All of the implementation for this class is in the parent class, and this class defines the axis to perform the computation over.
- Parameters
list_of_blocks (list) – List of
PandasOnRayDataframePartition
objects.get_ip (bool, default: False) – Whether to get node IP addresses to conforming partitions or not.
full_axis (bool, default: True) – Whether this partition spans an entire axis of the dataframe.
call_queue (list, default: None) – Call queue that needs to be executed on the partition.

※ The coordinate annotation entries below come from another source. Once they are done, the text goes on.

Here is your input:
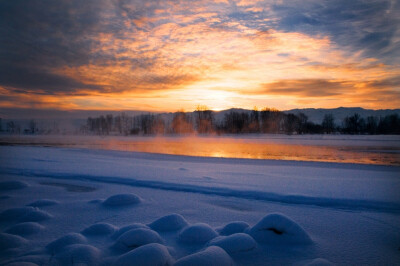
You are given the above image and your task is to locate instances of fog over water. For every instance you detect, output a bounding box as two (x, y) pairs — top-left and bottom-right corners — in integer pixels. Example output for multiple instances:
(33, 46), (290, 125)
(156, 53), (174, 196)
(0, 135), (400, 165)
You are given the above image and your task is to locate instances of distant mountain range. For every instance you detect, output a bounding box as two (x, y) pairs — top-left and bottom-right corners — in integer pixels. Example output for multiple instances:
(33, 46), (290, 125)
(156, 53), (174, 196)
(215, 107), (400, 124)
(0, 107), (400, 132)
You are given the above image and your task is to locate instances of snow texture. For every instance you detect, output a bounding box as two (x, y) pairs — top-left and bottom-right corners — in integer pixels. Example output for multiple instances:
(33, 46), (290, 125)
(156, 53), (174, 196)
(28, 199), (59, 207)
(46, 233), (87, 254)
(112, 223), (149, 239)
(149, 213), (188, 232)
(113, 243), (173, 266)
(208, 233), (257, 254)
(306, 258), (335, 266)
(174, 246), (234, 266)
(217, 221), (249, 236)
(178, 223), (218, 245)
(114, 228), (164, 252)
(54, 244), (101, 265)
(0, 233), (27, 251)
(5, 222), (45, 236)
(248, 213), (312, 244)
(0, 181), (28, 191)
(103, 194), (141, 207)
(0, 207), (35, 221)
(81, 223), (116, 236)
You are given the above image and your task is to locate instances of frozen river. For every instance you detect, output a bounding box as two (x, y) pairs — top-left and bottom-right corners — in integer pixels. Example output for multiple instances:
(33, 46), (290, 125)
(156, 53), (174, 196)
(0, 135), (400, 165)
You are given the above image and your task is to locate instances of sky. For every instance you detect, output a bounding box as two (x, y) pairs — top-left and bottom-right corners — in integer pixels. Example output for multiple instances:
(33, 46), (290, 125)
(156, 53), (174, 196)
(0, 0), (400, 113)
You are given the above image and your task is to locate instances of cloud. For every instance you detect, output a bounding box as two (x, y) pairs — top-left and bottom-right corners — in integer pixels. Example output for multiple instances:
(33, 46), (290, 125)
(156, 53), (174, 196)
(255, 79), (354, 97)
(272, 0), (400, 63)
(0, 0), (400, 109)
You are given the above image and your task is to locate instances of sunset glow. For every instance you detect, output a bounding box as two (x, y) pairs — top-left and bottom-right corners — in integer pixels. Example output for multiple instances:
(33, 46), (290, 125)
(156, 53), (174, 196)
(0, 0), (400, 111)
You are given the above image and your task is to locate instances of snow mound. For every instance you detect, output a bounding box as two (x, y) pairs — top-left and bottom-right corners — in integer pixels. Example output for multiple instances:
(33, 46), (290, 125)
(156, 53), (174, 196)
(218, 221), (249, 236)
(46, 233), (87, 254)
(114, 228), (163, 251)
(114, 243), (173, 266)
(0, 207), (35, 221)
(6, 254), (49, 266)
(18, 210), (53, 222)
(55, 244), (100, 265)
(81, 223), (116, 236)
(0, 233), (28, 251)
(6, 261), (38, 266)
(208, 233), (257, 254)
(178, 223), (218, 244)
(6, 261), (38, 266)
(149, 213), (188, 232)
(103, 194), (141, 207)
(5, 222), (44, 236)
(28, 199), (58, 207)
(307, 258), (335, 266)
(0, 181), (28, 191)
(174, 246), (234, 266)
(112, 223), (149, 239)
(248, 213), (312, 244)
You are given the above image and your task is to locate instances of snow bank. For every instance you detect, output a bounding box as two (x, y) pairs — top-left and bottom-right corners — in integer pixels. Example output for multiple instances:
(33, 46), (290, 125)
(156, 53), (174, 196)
(248, 213), (312, 244)
(112, 223), (149, 239)
(114, 243), (173, 266)
(178, 223), (218, 244)
(5, 222), (45, 236)
(103, 194), (141, 207)
(0, 233), (28, 251)
(174, 246), (234, 266)
(149, 213), (188, 232)
(81, 223), (117, 236)
(208, 233), (257, 254)
(113, 228), (163, 252)
(0, 207), (35, 221)
(217, 221), (249, 236)
(18, 210), (53, 222)
(46, 233), (87, 254)
(54, 244), (101, 265)
(0, 207), (52, 223)
(0, 181), (28, 191)
(7, 261), (38, 266)
(28, 199), (58, 207)
(306, 258), (335, 266)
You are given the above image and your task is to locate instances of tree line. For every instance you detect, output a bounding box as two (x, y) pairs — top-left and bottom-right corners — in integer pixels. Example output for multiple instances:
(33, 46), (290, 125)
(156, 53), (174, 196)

PandasOnRayDataframeRowPartition#
Public API#
- class modin.core.execution.ray.implementations.pandas_on_ray.partitioning.virtual_partition.PandasOnRayDataframeRowPartition(list_of_blocks, get_ip=False, full_axis=True, call_queue=None)#
The row partition implementation.
All of the implementation for this class is in the parent class, and this class defines the axis to perform the computation over.
- Parameters
list_of_blocks (list) – List of
PandasOnRayDataframePartition
objects.get_ip (bool, default: False) – Whether to get node IP addresses to conforming partitions or not.
full_axis (bool, default: True) – Whether this partition spans an entire axis of the dataframe.
call_queue (list, default: None) – Call queue that needs to be executed on the partition.